0

I configured eclipse with pyspark

i am using latest version of SPARK and PYTHON.

when i try to code something and run. i get below error.

java.io.IOException: Cannot run program "python": CreateProcess error=2, The system cannot find the file specified

code i have written is below

'''
Created on 23-Dec-2017

@author: lenovo
'''
from pyspark import SparkContext,SparkConf

from builtins import int

#from org.spark.com.PySparkDemo import data

from pyspark.sql import Row

from pyspark.sql.context import SQLContext



conf = SparkConf().setAppName("FileSystem").setMaster("local")

sc=SparkContext(conf=conf)

sqlContext=SQLContext(sc)

a = sc.textFile("C:/Users/lenovo/Desktop/file.txt")
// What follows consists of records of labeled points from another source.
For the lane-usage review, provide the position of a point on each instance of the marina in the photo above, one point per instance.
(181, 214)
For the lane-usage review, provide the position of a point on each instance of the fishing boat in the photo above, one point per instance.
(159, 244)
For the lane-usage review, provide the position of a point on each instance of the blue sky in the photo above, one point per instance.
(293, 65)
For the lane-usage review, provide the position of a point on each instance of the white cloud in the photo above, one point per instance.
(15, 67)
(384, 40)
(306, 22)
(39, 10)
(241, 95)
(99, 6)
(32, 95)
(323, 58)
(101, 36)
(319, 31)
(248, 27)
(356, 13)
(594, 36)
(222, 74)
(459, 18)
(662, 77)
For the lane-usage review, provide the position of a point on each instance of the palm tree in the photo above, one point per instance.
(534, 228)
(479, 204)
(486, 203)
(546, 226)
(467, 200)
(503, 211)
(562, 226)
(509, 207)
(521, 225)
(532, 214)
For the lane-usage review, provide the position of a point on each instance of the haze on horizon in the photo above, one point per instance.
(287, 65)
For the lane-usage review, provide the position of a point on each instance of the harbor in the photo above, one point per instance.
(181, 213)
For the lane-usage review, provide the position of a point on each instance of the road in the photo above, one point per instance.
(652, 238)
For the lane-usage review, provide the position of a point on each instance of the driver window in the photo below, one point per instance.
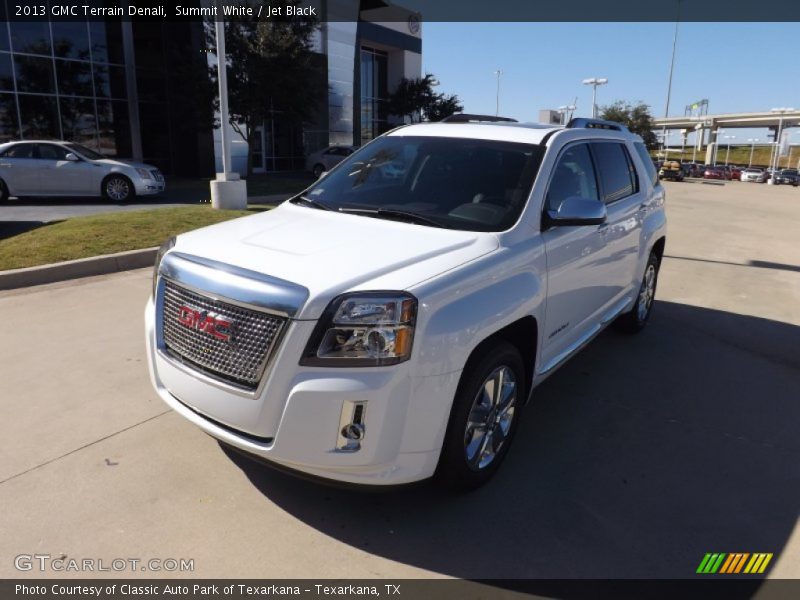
(573, 176)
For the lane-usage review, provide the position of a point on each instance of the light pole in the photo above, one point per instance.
(728, 151)
(498, 72)
(752, 147)
(774, 161)
(563, 111)
(594, 82)
(672, 66)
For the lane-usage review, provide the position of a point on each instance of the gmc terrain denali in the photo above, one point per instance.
(389, 323)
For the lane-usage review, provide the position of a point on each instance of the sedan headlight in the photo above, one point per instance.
(364, 329)
(165, 247)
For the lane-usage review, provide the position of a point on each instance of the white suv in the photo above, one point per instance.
(390, 323)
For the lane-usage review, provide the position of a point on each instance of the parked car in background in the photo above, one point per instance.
(715, 173)
(787, 177)
(324, 160)
(753, 174)
(671, 170)
(57, 168)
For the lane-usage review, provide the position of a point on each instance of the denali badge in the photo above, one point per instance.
(207, 322)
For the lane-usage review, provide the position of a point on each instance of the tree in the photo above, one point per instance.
(636, 117)
(415, 98)
(272, 68)
(442, 107)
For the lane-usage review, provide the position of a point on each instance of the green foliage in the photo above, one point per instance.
(636, 117)
(415, 98)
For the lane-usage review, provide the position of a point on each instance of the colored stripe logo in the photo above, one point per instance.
(734, 563)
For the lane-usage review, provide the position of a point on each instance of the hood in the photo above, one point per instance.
(118, 162)
(330, 253)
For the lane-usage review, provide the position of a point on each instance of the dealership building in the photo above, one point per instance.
(139, 89)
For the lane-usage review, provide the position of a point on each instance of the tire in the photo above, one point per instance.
(118, 188)
(471, 454)
(636, 319)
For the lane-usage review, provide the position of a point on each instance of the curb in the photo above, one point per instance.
(73, 269)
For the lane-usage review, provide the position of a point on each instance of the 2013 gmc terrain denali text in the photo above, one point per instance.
(390, 323)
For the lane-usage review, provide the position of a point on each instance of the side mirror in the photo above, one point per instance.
(577, 211)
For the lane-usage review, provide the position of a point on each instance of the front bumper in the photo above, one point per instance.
(294, 418)
(148, 187)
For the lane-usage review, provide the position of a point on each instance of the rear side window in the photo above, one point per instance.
(52, 152)
(615, 171)
(573, 176)
(649, 167)
(19, 151)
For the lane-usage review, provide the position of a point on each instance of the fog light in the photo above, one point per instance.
(351, 426)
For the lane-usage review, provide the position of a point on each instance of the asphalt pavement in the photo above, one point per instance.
(634, 460)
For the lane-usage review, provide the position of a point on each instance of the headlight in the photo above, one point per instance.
(165, 247)
(364, 329)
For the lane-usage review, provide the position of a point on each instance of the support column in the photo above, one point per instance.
(133, 94)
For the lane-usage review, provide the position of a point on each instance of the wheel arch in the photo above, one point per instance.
(523, 334)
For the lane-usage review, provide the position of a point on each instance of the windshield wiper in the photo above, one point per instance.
(306, 201)
(411, 217)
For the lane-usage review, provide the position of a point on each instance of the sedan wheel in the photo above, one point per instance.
(117, 189)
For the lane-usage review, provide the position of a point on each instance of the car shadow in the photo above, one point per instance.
(9, 229)
(635, 459)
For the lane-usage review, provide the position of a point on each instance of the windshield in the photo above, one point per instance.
(474, 185)
(84, 151)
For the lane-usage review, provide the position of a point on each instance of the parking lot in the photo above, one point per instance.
(634, 460)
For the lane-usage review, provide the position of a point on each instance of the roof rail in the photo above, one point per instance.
(584, 123)
(467, 118)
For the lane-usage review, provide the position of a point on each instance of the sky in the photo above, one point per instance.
(737, 66)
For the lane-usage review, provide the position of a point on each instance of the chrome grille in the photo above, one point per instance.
(241, 360)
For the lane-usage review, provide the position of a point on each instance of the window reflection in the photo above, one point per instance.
(32, 37)
(78, 121)
(34, 74)
(71, 39)
(9, 123)
(39, 116)
(74, 78)
(6, 74)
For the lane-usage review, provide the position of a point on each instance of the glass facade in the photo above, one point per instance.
(69, 80)
(56, 80)
(374, 93)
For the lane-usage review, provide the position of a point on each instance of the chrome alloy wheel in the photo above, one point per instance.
(490, 418)
(647, 292)
(117, 189)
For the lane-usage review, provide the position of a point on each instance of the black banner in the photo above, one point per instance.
(417, 10)
(731, 588)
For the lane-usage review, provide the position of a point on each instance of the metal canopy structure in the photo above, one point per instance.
(754, 119)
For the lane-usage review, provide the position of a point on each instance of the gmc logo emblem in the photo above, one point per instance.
(207, 322)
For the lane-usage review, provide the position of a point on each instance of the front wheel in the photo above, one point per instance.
(118, 188)
(636, 319)
(484, 417)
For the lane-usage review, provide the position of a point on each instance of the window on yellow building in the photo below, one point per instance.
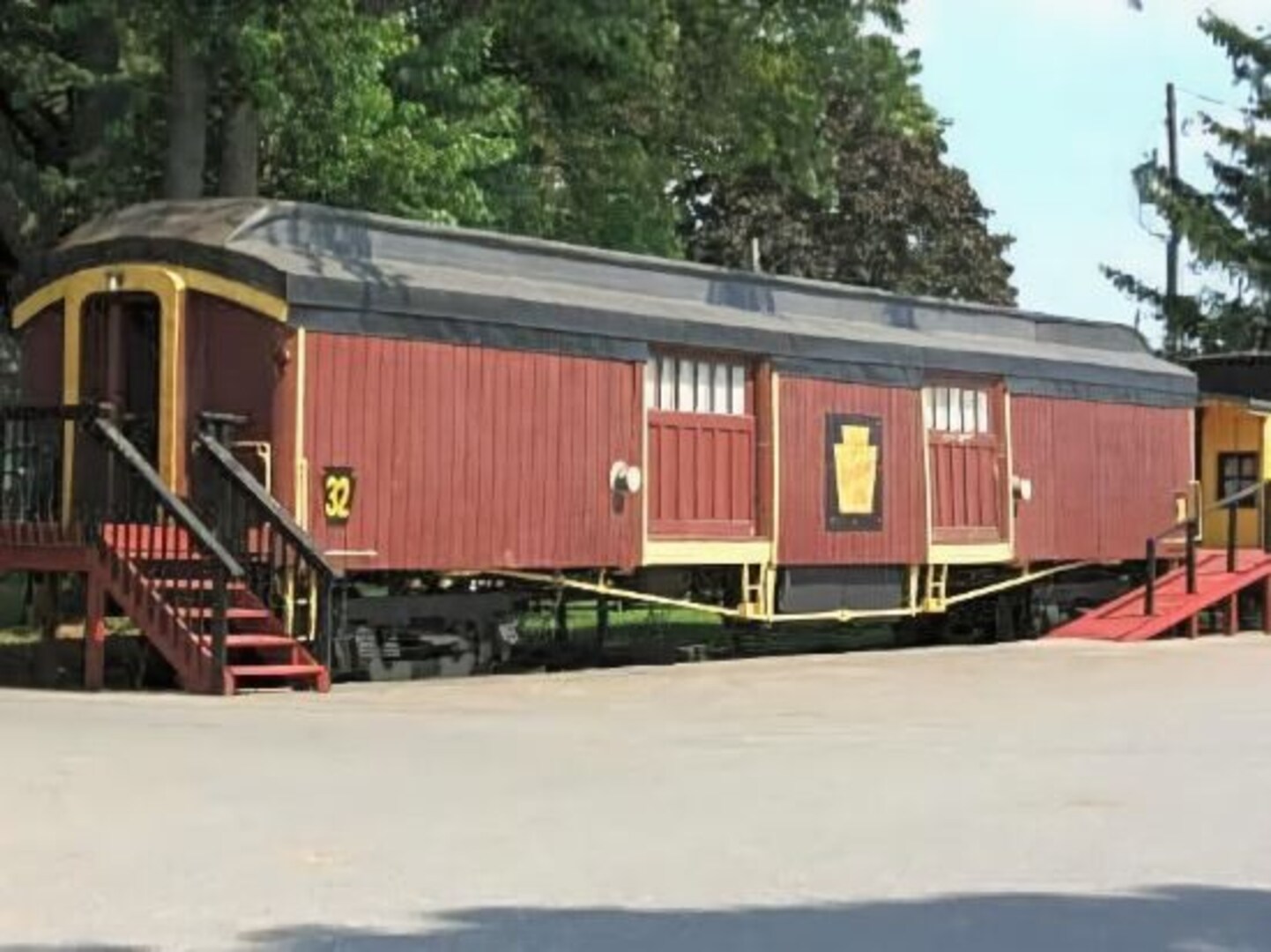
(1237, 472)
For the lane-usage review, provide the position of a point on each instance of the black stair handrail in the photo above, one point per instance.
(167, 500)
(1193, 523)
(160, 534)
(32, 448)
(239, 506)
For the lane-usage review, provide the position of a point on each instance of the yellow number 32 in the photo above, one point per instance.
(338, 495)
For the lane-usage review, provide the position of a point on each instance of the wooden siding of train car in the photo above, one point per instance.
(469, 457)
(42, 359)
(1104, 476)
(238, 361)
(805, 538)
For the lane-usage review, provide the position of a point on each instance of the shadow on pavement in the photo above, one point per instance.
(1175, 919)
(1168, 919)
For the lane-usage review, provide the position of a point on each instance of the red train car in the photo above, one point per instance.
(446, 405)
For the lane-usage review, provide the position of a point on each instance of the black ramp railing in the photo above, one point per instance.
(138, 520)
(1261, 492)
(285, 569)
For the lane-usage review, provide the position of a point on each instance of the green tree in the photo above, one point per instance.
(1227, 227)
(895, 215)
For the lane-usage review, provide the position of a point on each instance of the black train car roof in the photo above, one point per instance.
(353, 272)
(1245, 376)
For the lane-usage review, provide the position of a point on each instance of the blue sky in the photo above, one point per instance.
(1052, 103)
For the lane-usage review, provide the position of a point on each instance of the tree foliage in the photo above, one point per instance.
(1225, 227)
(676, 127)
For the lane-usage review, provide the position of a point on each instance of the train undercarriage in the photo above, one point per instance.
(397, 627)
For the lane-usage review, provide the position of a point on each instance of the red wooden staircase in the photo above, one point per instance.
(170, 590)
(225, 585)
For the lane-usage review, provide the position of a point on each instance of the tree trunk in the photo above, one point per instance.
(187, 121)
(241, 150)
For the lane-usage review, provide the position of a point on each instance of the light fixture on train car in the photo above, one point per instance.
(624, 478)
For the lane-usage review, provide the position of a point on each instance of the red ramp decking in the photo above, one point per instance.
(1125, 621)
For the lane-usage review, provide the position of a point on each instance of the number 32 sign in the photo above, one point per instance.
(337, 494)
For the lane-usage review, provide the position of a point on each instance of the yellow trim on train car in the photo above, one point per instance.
(123, 278)
(970, 554)
(301, 492)
(169, 285)
(719, 552)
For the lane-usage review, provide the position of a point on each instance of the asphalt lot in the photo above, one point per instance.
(1022, 799)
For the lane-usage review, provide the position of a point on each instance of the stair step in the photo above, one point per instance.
(192, 584)
(232, 614)
(242, 672)
(259, 640)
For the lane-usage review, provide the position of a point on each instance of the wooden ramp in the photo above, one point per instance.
(1125, 621)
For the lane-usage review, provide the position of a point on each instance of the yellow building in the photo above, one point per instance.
(1233, 437)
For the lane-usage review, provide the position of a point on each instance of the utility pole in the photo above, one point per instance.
(1172, 247)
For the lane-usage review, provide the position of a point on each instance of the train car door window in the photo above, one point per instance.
(702, 448)
(1236, 473)
(968, 462)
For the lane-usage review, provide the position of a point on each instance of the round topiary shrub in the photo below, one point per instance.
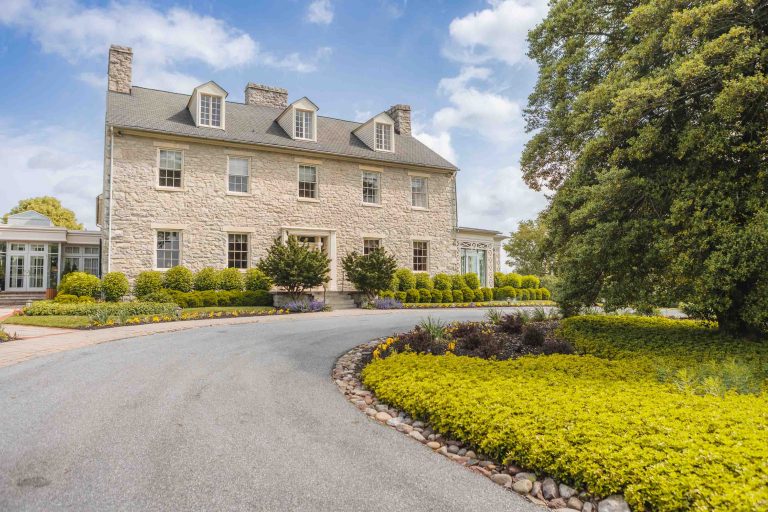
(114, 286)
(81, 284)
(472, 281)
(423, 281)
(256, 280)
(405, 279)
(178, 278)
(230, 279)
(206, 279)
(412, 296)
(147, 282)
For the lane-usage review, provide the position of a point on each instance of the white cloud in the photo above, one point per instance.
(498, 32)
(49, 160)
(320, 12)
(161, 40)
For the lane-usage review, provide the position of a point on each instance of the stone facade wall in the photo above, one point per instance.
(205, 211)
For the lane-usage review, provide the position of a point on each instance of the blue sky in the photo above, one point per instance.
(461, 65)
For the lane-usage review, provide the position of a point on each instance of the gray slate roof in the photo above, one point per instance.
(166, 112)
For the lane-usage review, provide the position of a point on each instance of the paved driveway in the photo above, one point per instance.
(237, 417)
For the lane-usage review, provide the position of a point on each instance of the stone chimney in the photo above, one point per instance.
(402, 116)
(119, 72)
(264, 95)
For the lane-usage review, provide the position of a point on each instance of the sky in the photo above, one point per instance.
(461, 65)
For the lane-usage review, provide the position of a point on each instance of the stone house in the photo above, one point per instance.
(196, 180)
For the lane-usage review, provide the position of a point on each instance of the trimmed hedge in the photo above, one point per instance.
(50, 307)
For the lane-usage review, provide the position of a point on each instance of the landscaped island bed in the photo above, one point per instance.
(607, 421)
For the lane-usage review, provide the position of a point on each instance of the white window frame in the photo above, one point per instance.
(182, 180)
(210, 124)
(390, 129)
(155, 248)
(312, 120)
(413, 256)
(426, 193)
(248, 180)
(315, 199)
(362, 186)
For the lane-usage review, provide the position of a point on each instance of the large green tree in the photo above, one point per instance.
(50, 207)
(651, 125)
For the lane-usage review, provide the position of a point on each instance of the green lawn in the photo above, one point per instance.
(608, 419)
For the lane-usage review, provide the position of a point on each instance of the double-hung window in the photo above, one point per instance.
(170, 168)
(307, 182)
(237, 250)
(420, 256)
(238, 175)
(304, 126)
(419, 197)
(168, 249)
(371, 187)
(210, 110)
(383, 137)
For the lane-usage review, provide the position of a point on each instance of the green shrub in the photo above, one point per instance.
(114, 286)
(423, 281)
(443, 282)
(405, 279)
(412, 296)
(615, 431)
(256, 280)
(231, 279)
(473, 282)
(49, 307)
(207, 279)
(458, 282)
(178, 278)
(80, 284)
(147, 282)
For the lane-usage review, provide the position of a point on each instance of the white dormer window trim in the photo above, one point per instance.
(211, 110)
(384, 137)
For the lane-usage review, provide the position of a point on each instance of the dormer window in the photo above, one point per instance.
(304, 125)
(210, 110)
(384, 137)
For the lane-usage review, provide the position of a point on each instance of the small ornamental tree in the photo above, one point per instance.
(295, 267)
(370, 273)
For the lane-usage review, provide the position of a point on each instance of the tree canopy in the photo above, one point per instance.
(50, 207)
(651, 126)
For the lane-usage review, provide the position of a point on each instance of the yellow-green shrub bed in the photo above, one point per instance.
(604, 425)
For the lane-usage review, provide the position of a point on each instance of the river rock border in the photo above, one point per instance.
(538, 489)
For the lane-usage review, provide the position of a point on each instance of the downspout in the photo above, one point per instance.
(109, 223)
b = a.map(lambda x:x.split(",")).map(lambda x:Row(id=int(x[0]),name=x[1],marks=int(x[2])))

c = sqlContext.createDataFrame(b)

c.show()

please suggest

2 Answers2

3

Assuming you have installed pydev

under Windows > preferences > Pydev > interpreters > python interpreters > go to environment

under environment you need to give path of pyhton.exe file, Variable name as PYSPARK_PYTHON

LUZO
  • 1,019
  • 4
  • 19
  • 42
1

I faced the same issue on Windows 10 with:

  • Spark version 3.1.1
  • Python version 3.9.4

Here's what I did:

  • The directory "C:\spark\conf" had a file spark-env.sh.template. I changed it to spark-env.cmd.

  • Kept all the existing text commented. (You'll have to replace # with :: for windows to comment)

  • Added the following line to set PYSPARK_PYTHON variable.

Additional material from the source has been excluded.